Jobert answered his private telephone and smiled at the sudden sound of the voice of his old friend and golfing partner Bob Birmingham, who was, so far as Michel was concerned, the most useful man in the United States. “
Bon jour, mon vieux
!” he exclaimed.
“Hey, Michel,” replied the CIA boss. “We need to talk. The U.S. Court of Appeals just liberated all four of those killers from Guantanamo . . . ”
“I know,” interrupted the General.
“You do? It only happened five minutes ago.”
“I knew five minutes ago.”
“I should have guessed. But anyway, we now have the problem of getting these guys out of the USA. They’re going to Pakistan, Dulles to Paris, Air France, then Paris to Karachi, Pakistan International Airlines.”

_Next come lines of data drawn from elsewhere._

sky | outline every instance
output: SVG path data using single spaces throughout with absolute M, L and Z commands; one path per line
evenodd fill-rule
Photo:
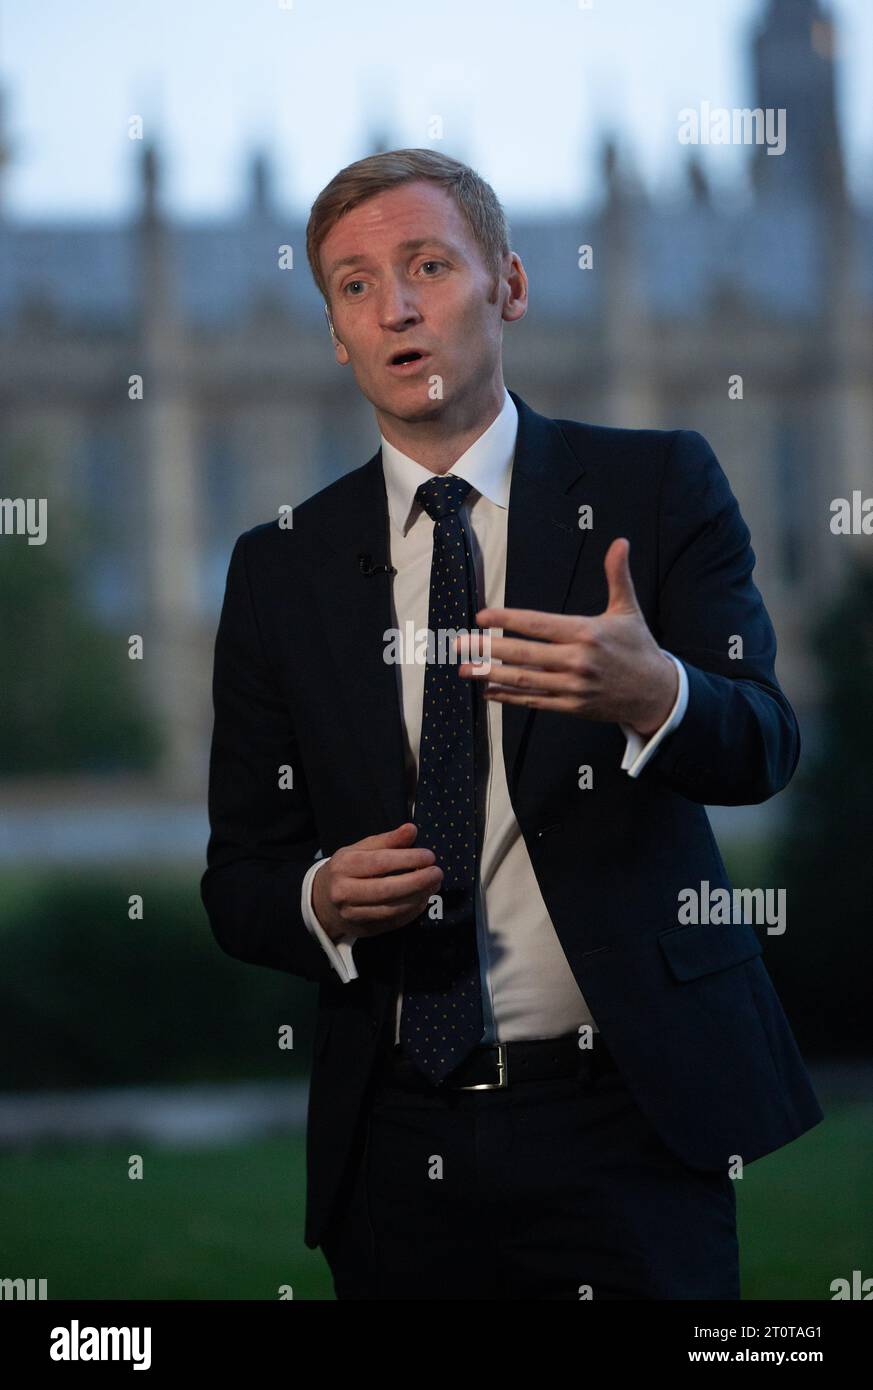
M 826 6 L 828 0 L 825 0 Z M 855 195 L 873 204 L 873 0 L 829 0 Z M 137 201 L 128 123 L 164 154 L 180 219 L 222 218 L 253 146 L 276 201 L 305 214 L 344 164 L 431 145 L 473 164 L 510 215 L 595 200 L 615 131 L 643 185 L 668 196 L 687 153 L 682 107 L 752 101 L 748 41 L 764 0 L 0 0 L 11 160 L 2 203 L 23 220 L 114 220 Z M 428 121 L 442 118 L 444 139 Z M 790 126 L 789 126 L 790 139 Z M 717 193 L 747 151 L 701 151 Z

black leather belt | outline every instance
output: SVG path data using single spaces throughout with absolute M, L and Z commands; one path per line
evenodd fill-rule
M 603 1072 L 617 1070 L 600 1033 L 594 1034 L 590 1048 L 579 1046 L 578 1033 L 565 1033 L 559 1038 L 491 1043 L 474 1048 L 438 1086 L 394 1046 L 380 1063 L 378 1081 L 400 1090 L 418 1092 L 503 1091 L 519 1081 L 551 1081 L 562 1076 L 593 1080 Z

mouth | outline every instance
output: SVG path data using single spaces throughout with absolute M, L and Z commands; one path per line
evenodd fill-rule
M 389 372 L 394 372 L 397 376 L 411 376 L 429 357 L 429 352 L 421 352 L 418 348 L 406 348 L 389 357 L 386 365 Z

“And you want me to organize CDG security.”
“Well, I know your slightly hysterical government will take more notice of you than anyone else.”
“You will have an escort on board from Washington to France?”
“Yes, two U.S. marshals, and two of my top guys.”
“Will you keep the prisoners in handcuffs?”
“Well, that’s the point. I don’t think we can, not on a foreign airline in international airspace.”
“Well, why not use a U.S. airline as far as France? That way you can do what you like.”
“So can you . . . ”
“I’m sorry?”
“French customs or immigration could refuse to let them step out onto French soil—then they’d have to come right back to the USA, on their American aircraft, and for us, that is not an option.”
“You mean if they arrive on Air France, we really have to let them out, and then get them back on a foreign airline as fast as possible?”
“Correct. And it has to be PIA because Pakistan is the only nation, so far, which has agreed to accept them.”
“A little co-operation, eh? And the problem goes away.”
“Precisely. But we shall ask for your help in boarding four CIA men on PIA to track the prisoners into Karachi. We’d like to exchange agents at Charles de Gaulle. The first four will return immediately to the United States.”
“Bobby, I will take care of it. I’ll send you an e-mail with a couple of contact phone numbers. But it’s all on one condition . . . ”
“Shoot,” snapped Birmingham.
“You’re not going to assassinate these characters on French soil, nor will you blow up the aircraft?”
“You have my word.”
 
SOMBRE “COUNCILS OF WAR”
were regular in the Mossad’s situation room in the basement of the Israeli embassy on International Drive, Washington NW—as regular as Friday evening prayers for the Shabbat or Rosh Hashanah
.
There was always something, an atrocity, a Muslim rally or demonstration, hundreds of fanatics pledging loudly their support for Hamas or Hezbollah.